Soon the game is afoot and we are awash with murders, kidnapping and intrigue as Poe must write some last stories for daily publication inspired by each day’s events or lose the life of the woman who he loves, held hostage by the killer. Turns out... threat of death of a loved one can be a good motivator. Out of the bottom of a bottle of alcohol and back into the swing of producing great literature.

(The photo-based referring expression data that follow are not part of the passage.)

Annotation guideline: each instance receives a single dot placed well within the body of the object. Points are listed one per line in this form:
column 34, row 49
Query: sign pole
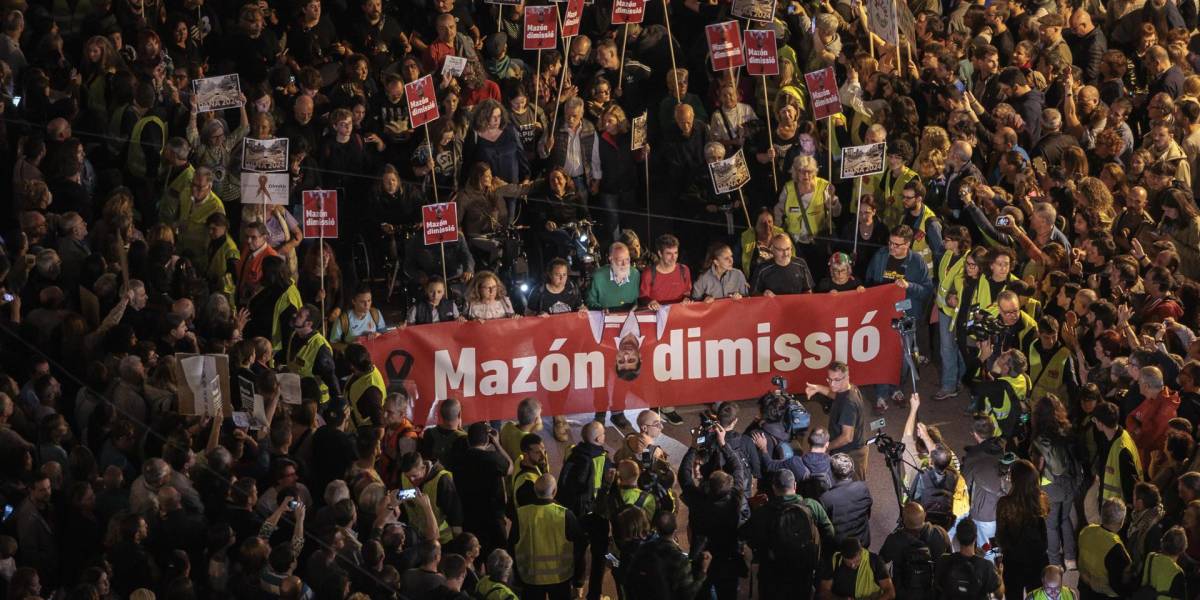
column 771, row 135
column 433, row 172
column 621, row 71
column 858, row 211
column 675, row 71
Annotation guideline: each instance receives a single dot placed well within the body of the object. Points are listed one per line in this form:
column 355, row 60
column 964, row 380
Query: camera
column 983, row 325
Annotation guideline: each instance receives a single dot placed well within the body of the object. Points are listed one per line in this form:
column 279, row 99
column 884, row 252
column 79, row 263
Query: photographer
column 847, row 420
column 717, row 508
column 1005, row 391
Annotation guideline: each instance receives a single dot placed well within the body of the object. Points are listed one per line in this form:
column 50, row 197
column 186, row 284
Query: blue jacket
column 921, row 286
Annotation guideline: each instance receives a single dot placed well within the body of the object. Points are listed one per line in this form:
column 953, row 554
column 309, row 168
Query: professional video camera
column 786, row 408
column 983, row 325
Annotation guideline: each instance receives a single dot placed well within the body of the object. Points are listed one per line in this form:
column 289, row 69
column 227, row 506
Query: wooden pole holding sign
column 433, row 172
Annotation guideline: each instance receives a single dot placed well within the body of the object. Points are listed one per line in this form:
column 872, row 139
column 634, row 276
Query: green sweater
column 606, row 294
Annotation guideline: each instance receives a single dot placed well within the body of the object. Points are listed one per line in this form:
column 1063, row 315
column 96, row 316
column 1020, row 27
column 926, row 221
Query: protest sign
column 264, row 187
column 264, row 155
column 823, row 90
column 571, row 18
column 725, row 45
column 321, row 214
column 628, row 11
column 441, row 222
column 637, row 132
column 216, row 93
column 689, row 353
column 539, row 28
column 730, row 174
column 423, row 101
column 754, row 10
column 762, row 54
column 862, row 161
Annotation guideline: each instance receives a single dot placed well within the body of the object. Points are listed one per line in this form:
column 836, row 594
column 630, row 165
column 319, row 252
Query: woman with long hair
column 1021, row 529
column 487, row 299
column 1061, row 475
column 331, row 297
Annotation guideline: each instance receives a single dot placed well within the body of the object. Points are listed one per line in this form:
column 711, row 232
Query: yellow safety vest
column 1095, row 544
column 919, row 243
column 544, row 556
column 430, row 487
column 289, row 298
column 193, row 227
column 304, row 360
column 136, row 160
column 750, row 246
column 1111, row 483
column 521, row 478
column 891, row 197
column 1065, row 593
column 1161, row 574
column 490, row 589
column 864, row 581
column 1048, row 373
column 813, row 220
column 177, row 190
column 360, row 385
column 219, row 273
column 949, row 280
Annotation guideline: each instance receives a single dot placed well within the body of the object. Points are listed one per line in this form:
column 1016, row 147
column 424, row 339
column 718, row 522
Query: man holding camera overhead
column 847, row 418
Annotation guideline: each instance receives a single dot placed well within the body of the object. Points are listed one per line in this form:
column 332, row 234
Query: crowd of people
column 1037, row 205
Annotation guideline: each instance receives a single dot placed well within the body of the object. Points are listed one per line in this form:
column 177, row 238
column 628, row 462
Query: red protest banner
column 571, row 18
column 441, row 222
column 762, row 54
column 539, row 27
column 679, row 354
column 628, row 11
column 423, row 101
column 319, row 214
column 823, row 90
column 725, row 45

That’s as much as I’m saying about the plot. The pacing just about works and the film engages the eye, if not the brain, for most of the time. John Cusack as Poe is absolutely outstanding and his version of the gothic genius is empowered with a sense of energy which lends able support to the frantic journey of what is almost an action movie. However, it has to be said that there are some problems on the way... one of which is the fact that when the killer asks Poe a question near the end of the picture, Poe dismisses the question and just says “Pass”. Now I may be wrong (and again correct me if am please, as I’d like to know), but I don’t think that particular one word phrase, especially in that particular context, was around in Poe’s day now, was it? I understand the need to make it at least in some ways relevant to a young audience (it’s called keeping your eye on the money) but I think injecting a period piece with this kind of controlled (presumably, if the writers caught it) anachronism is not necessarily a good way to do it. In fact, I’m sure it’s not.

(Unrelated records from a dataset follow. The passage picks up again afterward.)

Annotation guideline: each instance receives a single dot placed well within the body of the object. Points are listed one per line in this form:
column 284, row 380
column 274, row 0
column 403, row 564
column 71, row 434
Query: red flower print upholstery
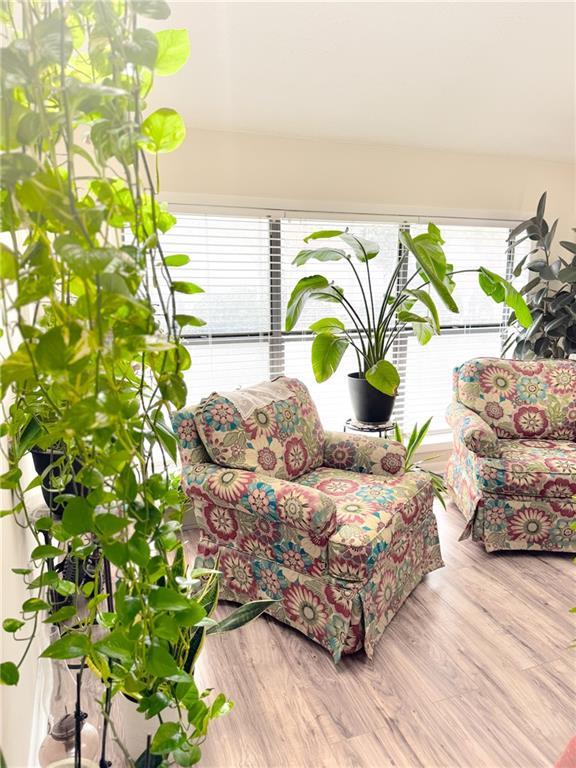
column 472, row 430
column 368, row 510
column 340, row 547
column 271, row 428
column 358, row 453
column 519, row 493
column 541, row 468
column 521, row 399
column 306, row 509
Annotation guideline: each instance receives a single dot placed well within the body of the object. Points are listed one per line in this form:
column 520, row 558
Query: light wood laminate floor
column 474, row 672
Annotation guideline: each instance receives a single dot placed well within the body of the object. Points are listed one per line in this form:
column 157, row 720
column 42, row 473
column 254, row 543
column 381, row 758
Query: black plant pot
column 42, row 461
column 369, row 404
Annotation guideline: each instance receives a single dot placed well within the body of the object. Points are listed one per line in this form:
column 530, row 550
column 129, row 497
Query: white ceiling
column 496, row 77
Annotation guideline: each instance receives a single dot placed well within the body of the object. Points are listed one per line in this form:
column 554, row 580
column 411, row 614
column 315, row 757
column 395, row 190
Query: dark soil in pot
column 369, row 404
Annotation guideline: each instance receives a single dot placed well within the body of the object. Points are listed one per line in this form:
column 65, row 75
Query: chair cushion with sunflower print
column 521, row 399
column 358, row 453
column 369, row 509
column 472, row 430
column 540, row 468
column 272, row 428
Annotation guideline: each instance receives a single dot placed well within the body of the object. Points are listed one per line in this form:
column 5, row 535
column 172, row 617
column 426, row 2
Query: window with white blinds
column 244, row 264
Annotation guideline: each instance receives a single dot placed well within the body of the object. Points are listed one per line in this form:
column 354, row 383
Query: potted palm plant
column 407, row 303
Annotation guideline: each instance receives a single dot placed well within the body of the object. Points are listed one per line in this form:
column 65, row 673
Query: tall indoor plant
column 94, row 362
column 550, row 291
column 407, row 302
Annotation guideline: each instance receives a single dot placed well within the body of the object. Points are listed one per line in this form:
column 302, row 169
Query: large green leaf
column 164, row 129
column 323, row 234
column 425, row 298
column 426, row 252
column 501, row 290
column 327, row 351
column 320, row 254
column 168, row 737
column 327, row 324
column 363, row 249
column 303, row 290
column 240, row 616
column 186, row 287
column 162, row 664
column 184, row 320
column 173, row 50
column 78, row 516
column 384, row 376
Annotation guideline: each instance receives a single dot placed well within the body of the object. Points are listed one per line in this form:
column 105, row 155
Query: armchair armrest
column 471, row 429
column 280, row 501
column 357, row 453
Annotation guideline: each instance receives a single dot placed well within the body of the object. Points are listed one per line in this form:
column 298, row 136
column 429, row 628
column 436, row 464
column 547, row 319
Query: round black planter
column 42, row 461
column 369, row 404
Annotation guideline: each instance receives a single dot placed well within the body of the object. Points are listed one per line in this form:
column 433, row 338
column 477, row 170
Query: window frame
column 276, row 337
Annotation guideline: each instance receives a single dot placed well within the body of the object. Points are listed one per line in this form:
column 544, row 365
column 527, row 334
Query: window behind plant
column 245, row 265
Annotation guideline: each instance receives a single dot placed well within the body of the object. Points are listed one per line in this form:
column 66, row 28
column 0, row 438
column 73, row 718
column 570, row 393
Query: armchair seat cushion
column 537, row 468
column 372, row 514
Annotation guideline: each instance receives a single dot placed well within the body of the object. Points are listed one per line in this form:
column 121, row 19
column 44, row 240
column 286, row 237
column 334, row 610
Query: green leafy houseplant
column 415, row 440
column 377, row 323
column 550, row 292
column 94, row 362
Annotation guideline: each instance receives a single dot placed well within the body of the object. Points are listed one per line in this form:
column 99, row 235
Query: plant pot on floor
column 43, row 459
column 369, row 404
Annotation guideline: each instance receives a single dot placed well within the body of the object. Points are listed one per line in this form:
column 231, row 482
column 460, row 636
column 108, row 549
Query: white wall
column 242, row 168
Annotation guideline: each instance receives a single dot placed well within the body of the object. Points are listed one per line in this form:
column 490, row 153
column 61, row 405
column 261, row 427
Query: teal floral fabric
column 358, row 453
column 472, row 430
column 340, row 548
column 522, row 496
column 521, row 399
column 342, row 616
column 369, row 510
column 281, row 438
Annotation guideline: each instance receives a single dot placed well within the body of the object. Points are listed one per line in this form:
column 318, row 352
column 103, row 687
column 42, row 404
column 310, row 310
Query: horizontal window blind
column 244, row 264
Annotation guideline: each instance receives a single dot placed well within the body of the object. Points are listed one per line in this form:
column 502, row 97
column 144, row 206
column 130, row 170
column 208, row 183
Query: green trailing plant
column 550, row 291
column 415, row 440
column 94, row 362
column 375, row 325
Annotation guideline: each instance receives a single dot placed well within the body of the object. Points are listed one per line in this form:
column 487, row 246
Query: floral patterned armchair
column 326, row 523
column 513, row 468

Another thing I felt about this movie was that, since it was trying to pitch itself as a kind of serial killer action fest, we could have done with a little less preamble and characterisation than what’s up there on the screen in this one and maybe jumped into the actual pursuit of the killer a little more quickly. Either that or give the movie another half an hour on the run time because, by the time they get up to pursuing the killer, the whole thing felt too short and almost like it was just a frame of a script to hang set pieces on... granted, that’s what most modern US movies are these days but, this doesn’t make this kind of “script construction” any less boring than it actually is... and it really can be boring sometimes.
And the bit that really enraged me and left me foaming at the mouth is what is literally the last minute of the movie. I don’t want to give the game away here but it felt really tagged on, cowardly in every way and like it was pandering to some stupid preview audience. It seriously made my blood boil and I’d hoped we were above needing such endings these days. Never mind... I guess it could have been worse.

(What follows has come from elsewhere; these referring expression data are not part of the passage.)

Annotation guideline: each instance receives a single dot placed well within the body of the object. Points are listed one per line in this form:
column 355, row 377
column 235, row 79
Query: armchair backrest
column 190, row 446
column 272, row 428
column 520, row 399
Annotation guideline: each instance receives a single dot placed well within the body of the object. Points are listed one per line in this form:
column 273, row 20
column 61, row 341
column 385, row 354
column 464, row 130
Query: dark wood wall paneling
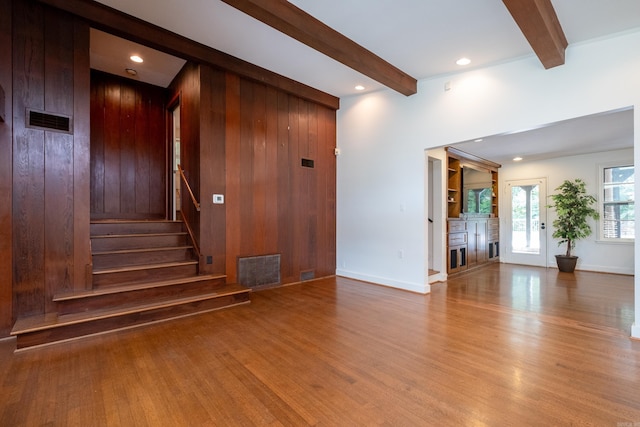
column 6, row 178
column 186, row 85
column 240, row 138
column 212, row 168
column 274, row 205
column 128, row 149
column 50, row 71
column 248, row 144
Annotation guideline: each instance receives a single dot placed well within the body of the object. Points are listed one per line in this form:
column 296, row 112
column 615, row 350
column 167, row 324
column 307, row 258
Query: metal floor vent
column 307, row 275
column 48, row 121
column 259, row 271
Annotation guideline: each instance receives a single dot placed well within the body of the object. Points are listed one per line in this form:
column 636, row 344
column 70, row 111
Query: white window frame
column 601, row 237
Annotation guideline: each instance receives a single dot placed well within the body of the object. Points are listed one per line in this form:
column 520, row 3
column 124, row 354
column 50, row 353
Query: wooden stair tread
column 135, row 286
column 133, row 221
column 120, row 236
column 52, row 320
column 142, row 250
column 143, row 267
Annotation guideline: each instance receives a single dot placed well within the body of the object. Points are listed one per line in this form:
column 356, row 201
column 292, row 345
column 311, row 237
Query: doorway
column 175, row 162
column 526, row 220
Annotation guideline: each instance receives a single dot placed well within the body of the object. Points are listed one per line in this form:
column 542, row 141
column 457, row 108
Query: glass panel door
column 526, row 217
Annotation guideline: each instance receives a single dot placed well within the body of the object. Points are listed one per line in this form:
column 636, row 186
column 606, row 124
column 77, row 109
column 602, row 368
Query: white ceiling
column 424, row 38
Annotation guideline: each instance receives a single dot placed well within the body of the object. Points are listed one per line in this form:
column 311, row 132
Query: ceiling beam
column 296, row 23
column 540, row 25
column 136, row 30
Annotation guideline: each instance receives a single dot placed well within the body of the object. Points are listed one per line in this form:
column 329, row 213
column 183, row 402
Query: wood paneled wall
column 240, row 138
column 6, row 147
column 50, row 184
column 186, row 86
column 274, row 204
column 246, row 140
column 128, row 149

That being said, The Raven is a fun little movie and is a lot better than some of the junk they’ve got playing at your local cinema at the moment. I’d personally rather be watching either of the two Boris Karloff starring movies of The Raven (from both 1935 and 1963) but this doesn’t mean I didn’t enjoy this little romp for what it is on its own terms. It’s an enjoyable enough ride if you want a pseudo-gothic night out at the cinema to soak up a movie with, at the very least, a nicely chilling atmosphere to it. It’s no “From Hell” but it’s definitely worth a look if you’ve got nothing else on and I’ll certainly be picking up the DVD for another watch when it hits the shelves.
* approximate number of movies only, not an exact amount but close enough. ;-)
** There’s a pretty cool book which is just about still obtainable called The Poe Cinema: A Critical Filmography of Theatrical Releases Based on the Works of Edgar Allan Poe by Don G. Smith which is worth a read if you are interested in the subject.